Prices of 64Mbit synchronous Dram parts have risen by as much as 25 per cent over the last two weeks, to around $6, after rumours circulated in the industry that Micron had problems making them.
However, last week, Micron took the unusual step of publicly refuting a Dresdner Kleinwort Benson report that it had production problems.
In a company statement, chief executive Steve Appleton said: "Although the company normally does not respond to comments made by industry analysts, the misinformation contained in the Dresdner Keinwort Benson report is so inflammatory and rumours have persisted for so long that the company felt it was appropriate to respond."

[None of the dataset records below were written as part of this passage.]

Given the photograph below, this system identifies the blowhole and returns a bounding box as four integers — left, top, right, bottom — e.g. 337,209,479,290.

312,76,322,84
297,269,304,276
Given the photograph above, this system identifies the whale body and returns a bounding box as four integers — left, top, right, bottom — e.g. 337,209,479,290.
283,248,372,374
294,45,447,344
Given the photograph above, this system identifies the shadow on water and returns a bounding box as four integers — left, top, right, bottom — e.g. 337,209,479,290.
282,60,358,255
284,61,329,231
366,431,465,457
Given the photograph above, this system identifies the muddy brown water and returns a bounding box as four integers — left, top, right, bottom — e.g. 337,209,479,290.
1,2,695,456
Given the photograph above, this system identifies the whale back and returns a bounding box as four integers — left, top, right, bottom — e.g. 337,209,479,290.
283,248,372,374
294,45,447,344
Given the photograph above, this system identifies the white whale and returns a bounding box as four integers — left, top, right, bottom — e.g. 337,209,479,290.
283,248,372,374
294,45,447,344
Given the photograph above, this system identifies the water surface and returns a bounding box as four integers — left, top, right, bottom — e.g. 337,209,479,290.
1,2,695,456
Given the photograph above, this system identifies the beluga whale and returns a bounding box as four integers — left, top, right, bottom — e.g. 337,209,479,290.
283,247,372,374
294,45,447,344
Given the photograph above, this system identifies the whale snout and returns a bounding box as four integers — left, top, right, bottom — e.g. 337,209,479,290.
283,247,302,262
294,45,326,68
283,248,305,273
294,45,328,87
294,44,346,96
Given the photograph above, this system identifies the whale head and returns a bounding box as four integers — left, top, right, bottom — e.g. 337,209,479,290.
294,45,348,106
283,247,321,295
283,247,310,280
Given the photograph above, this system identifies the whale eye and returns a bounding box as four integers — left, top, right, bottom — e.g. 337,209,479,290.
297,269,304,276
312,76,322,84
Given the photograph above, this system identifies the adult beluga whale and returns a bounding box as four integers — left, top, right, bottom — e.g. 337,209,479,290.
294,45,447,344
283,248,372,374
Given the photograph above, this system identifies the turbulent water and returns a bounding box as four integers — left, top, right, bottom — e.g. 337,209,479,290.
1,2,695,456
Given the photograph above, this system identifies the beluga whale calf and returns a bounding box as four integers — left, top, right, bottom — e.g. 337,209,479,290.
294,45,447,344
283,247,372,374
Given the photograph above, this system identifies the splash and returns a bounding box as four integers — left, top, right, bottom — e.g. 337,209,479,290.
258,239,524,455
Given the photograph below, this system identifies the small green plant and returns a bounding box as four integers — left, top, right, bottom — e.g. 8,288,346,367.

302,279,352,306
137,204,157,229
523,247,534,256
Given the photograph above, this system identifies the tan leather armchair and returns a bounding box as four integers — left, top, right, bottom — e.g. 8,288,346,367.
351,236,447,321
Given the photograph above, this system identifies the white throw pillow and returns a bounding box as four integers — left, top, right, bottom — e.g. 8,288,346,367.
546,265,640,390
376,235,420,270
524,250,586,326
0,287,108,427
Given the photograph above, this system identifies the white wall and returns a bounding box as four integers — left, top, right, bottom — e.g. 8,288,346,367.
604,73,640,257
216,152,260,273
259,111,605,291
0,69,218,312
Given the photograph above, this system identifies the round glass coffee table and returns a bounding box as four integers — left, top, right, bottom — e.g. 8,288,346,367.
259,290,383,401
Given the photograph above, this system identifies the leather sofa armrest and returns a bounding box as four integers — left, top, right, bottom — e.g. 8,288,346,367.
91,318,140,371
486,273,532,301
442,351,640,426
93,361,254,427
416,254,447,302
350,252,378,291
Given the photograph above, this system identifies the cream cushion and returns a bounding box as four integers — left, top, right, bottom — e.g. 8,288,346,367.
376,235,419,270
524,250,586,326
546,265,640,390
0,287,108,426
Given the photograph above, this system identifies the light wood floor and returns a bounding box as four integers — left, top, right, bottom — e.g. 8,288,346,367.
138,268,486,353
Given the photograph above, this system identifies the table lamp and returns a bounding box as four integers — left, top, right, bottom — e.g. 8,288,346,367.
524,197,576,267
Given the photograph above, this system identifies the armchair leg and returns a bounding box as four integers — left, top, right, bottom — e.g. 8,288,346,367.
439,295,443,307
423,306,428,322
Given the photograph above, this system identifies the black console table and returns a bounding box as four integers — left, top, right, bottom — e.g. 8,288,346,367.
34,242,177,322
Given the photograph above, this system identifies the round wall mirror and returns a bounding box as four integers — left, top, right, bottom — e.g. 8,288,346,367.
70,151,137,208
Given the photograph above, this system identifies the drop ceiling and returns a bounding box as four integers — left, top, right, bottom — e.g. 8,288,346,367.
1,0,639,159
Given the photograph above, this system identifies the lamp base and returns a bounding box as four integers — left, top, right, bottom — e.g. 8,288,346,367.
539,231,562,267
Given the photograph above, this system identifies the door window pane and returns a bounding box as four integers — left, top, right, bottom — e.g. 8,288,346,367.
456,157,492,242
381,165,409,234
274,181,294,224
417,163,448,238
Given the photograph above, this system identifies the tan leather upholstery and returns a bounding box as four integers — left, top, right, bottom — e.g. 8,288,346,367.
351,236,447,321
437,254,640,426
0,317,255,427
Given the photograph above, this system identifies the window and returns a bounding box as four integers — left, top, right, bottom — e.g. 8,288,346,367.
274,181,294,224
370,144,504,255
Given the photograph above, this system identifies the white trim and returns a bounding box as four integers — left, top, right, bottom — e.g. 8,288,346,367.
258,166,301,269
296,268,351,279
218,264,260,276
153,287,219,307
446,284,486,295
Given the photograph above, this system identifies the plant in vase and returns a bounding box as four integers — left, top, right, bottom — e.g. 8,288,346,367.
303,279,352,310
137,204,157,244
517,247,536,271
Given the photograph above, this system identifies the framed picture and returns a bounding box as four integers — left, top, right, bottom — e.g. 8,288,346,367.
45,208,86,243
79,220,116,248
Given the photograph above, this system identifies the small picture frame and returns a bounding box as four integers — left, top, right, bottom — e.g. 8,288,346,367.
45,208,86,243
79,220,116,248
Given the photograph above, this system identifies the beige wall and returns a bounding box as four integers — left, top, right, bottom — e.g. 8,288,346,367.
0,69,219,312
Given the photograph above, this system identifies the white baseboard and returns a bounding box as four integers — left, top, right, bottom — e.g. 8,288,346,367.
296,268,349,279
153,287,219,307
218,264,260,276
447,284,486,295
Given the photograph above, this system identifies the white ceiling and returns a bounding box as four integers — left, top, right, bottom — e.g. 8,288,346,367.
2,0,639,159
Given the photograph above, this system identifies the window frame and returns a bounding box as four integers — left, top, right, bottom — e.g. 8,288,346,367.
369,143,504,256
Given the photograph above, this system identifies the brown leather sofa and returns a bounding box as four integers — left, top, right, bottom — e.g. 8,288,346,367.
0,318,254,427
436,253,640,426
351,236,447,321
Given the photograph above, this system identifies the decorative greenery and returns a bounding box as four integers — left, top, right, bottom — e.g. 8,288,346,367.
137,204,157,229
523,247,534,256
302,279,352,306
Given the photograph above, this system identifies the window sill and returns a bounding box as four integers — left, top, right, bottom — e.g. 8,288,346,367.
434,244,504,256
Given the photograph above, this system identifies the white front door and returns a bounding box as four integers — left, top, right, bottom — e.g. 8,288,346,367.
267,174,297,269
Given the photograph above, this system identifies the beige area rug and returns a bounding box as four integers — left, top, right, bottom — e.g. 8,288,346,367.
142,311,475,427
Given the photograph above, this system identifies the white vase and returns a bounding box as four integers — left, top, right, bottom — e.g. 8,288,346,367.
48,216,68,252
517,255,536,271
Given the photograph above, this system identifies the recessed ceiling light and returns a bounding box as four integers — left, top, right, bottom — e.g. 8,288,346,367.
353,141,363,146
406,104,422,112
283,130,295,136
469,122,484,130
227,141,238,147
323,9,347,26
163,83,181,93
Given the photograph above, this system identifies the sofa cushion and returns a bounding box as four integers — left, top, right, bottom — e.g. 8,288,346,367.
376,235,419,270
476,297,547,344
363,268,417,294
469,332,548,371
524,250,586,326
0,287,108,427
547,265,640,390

It continued: "It is unfortunate that Dresdner would propagate this misinformation in the marketplace and that others would continue to irresponsibly report these inaccurate claims. We are currently reviewing our legal options."
Micron also said it has submitted a complaint to the Japanese Fair Trade Commission.
Richard Gordon, senior memory analyst at Dataquest Europe, said: "The prices [of 64Mbit SDram] rose in reaction to those rumours before Micron officially denied it."
He said: "The more interesting question is why spot prices have remained high ever since." Gordon said that it was likely that there was a lot of stock holding going on in a bid to keep the memory price stable.
But, he said, such moves were only likely to have a short term effect, and Dataquest anticipated memory prices falling again over the coming quarter.